We therefore linked NEIL1, NEIL2, NEIL3 or TDG to the PUFa-TET1(CD) effector as single chain protein fusions and looked for potential gains in Casilio-ME1-mediated MLH1 activation. Among these, only NEIL2 fusions showed enhanced activation of MLH1 expression (Fig.
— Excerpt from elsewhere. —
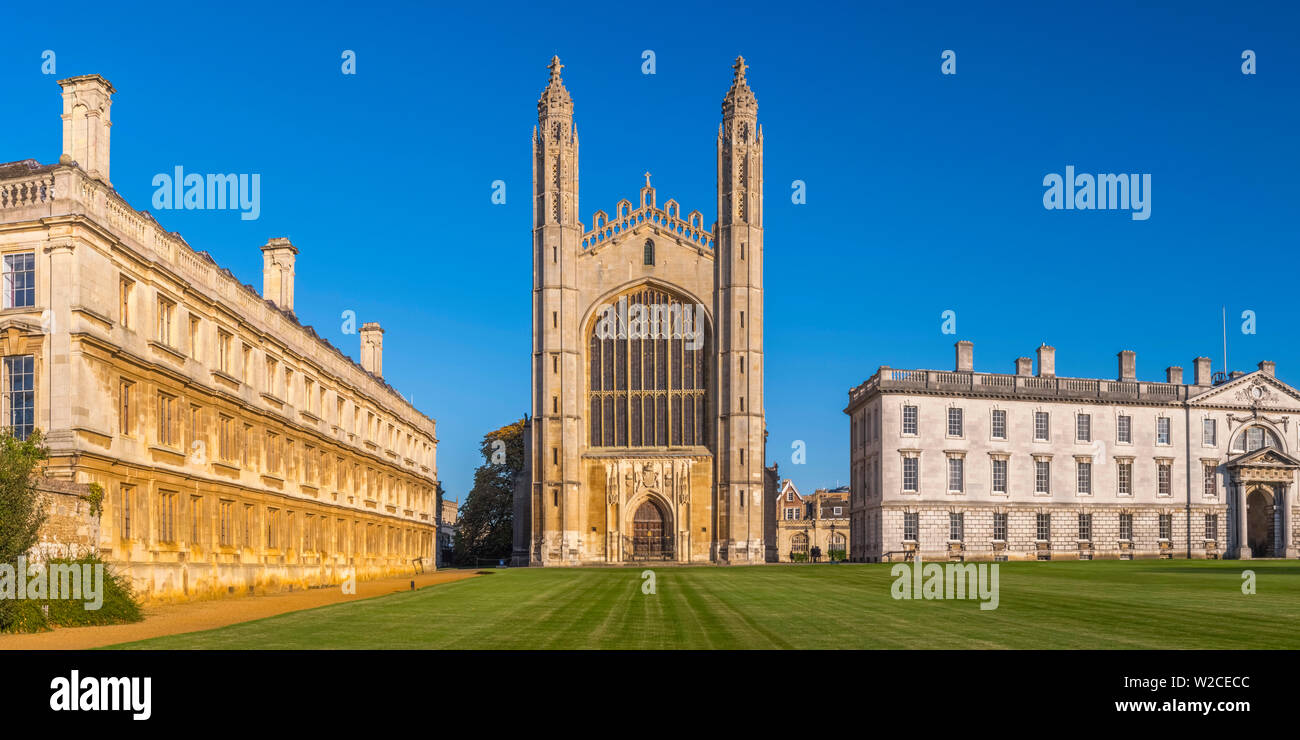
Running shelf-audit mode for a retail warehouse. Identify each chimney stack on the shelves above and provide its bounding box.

S4). Casilio-ME3.1 and Casilio-ME3.2, in which NEIL2 is fused N-terminally to PUFa or between PUFa and TET1(CD) of the PUFa-TET1(CD) effector, respectively, increased MLH1 activation 4-fold in the presence of MLH1-sgRNAs compared to Casilio-ME1 (Fig. 3a, b). Thus, co-delivering TET1(CD) and NEIL2 as a two-in-one effector to target sites improves activation of 5mC-silenced genes.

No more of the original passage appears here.